How To Avoid The Relationship Talk And Keep It Casual
If you are lucky enough to have a friend with benefits arrangement, you know they can be very fragile. When you are dealing with a person from the opposite sex, it is always hard to communicate. Women are more complex, men, less so. When trying to find a happy medium between the two, emotions can take over. There is an old saying that men and women can’t be friends. In most instances, that is true. If you want a friend, it is usually best to stay with a person of your own gender. Friends with benefits arrangements are different. They combine a casual friendship with casual sex. The key to them both is to remain casual on both fronts.
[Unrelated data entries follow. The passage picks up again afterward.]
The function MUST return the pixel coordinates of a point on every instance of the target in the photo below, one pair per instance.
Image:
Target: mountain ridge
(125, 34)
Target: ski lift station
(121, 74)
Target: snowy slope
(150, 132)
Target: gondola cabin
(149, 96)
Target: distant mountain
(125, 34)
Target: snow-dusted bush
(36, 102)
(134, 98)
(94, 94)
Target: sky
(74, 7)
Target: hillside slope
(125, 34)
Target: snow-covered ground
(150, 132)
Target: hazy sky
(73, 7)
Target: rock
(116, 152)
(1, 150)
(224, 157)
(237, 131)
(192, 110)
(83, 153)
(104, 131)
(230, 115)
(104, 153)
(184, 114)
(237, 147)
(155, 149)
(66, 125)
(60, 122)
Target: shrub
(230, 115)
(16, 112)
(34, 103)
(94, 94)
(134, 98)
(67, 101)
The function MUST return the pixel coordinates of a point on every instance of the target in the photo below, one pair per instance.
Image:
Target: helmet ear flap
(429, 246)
If you try to have too deep of a friendship, it will overflow into the sexual relationship. That is when the trouble begins. If you want to avoid having any sort of relationship talk that will lead to a crossroads, there are things that you can do to keep it light.
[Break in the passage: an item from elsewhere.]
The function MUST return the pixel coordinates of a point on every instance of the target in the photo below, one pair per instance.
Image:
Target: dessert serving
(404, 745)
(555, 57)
A friend with benefits relationship is like heaven. You don’t have to worry about your performance. There are no expectations. There is no baggage, or any power plays. They are fun, you can learn a lot about how to please the other sex, and make yourself feel really good too. If you want to make sure to keep your arrangement, and not have your friend want to be something more than just friends, follow these rules:
Rule #1 – Don’t talk about personal stuff
It is alright to talk about surface things like the weather, or the latest episode of a television show, but don’t talk about how your dad never treated you right. When you talk about intimate things, or share your feelings, you are bringing the relationship out of the casual. Anytime you let them into your personal life, you are risking crossing the relationship bridge. Keep it light, fun and emotion-free at all times. If you don’t, it won’t last.
Rule #2 – Don’t take them to family gatherings
If you don’t want to get the “when are you two getting married?” question, don’t take your friend to family gatherings. Getting family involved is never good. Not only will it make it seem like you have a closer relationship than you want, it will be confusing to everyone around, including you both. Taking them to a bar may keep it casual. Taking them to a cousin’s wedding could be the beginning to the end. Try to not introduce them into your world at all.
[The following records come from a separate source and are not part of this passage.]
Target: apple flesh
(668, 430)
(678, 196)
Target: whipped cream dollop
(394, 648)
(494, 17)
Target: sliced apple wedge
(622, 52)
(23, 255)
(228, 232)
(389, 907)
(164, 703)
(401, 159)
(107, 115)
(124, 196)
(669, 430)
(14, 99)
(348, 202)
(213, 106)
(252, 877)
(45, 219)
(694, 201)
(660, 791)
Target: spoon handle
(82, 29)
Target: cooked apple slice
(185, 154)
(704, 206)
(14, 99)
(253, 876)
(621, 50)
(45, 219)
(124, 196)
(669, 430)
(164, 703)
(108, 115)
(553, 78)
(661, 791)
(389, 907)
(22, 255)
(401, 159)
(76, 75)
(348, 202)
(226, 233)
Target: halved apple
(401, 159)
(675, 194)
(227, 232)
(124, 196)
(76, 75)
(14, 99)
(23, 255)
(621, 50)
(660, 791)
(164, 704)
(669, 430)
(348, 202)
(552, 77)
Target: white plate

Rule #3 – Don’t exchange gifts
A gift is something that tells them you are thinking about them in a different way than just friends. You wouldn’t give your best friend a gift because you were thinking about them, you shouldn’t give your friend with benefits one either. They are no different, well, besides the sex part.
Rule #4 – Treat them with no extra kid gloves than your friends
Don’t treat them any differently than your friends. That means don’t go out of your way to open the door, or pull out their chair. That gives them a special place in your life. It is important to always be respectful and kind, but don’t treat them like a princess the way that you would a girlfriend. People play their parts in life. If you act like she is your girlfriend, then she will start to act like she is. The roles that we take on, are the ones that we start believing in.
Rule #5 – No public display of affection
This goes along with the parts that we play. If you start acting all chummy when out and about, you will forget that you are just friends. Keep the friendship part friendship, and the sex part just that, otherwise the lines will become very blurry for you both. That said, if you two are alone its not totally out of the question to hold her hand or give her a quick peak, but this is absolutely out of the question if you are around mutual friends.
Rule #6 – Don’t turn to each other in a time of need
If you are going through a crisis at home, or at work, don’t turn to your FWB to cry on their shoulder. They shouldn’t be that type of friend. If you begin to have sex, and develop too close of a relationship too, it is will start to become very hard to keep everything straight. You have other friends to turn to for emotional support, your friend with benefits should not be the one. Keep things light and you won’t ever have to worry about her bringing up the dreaded relationship talk!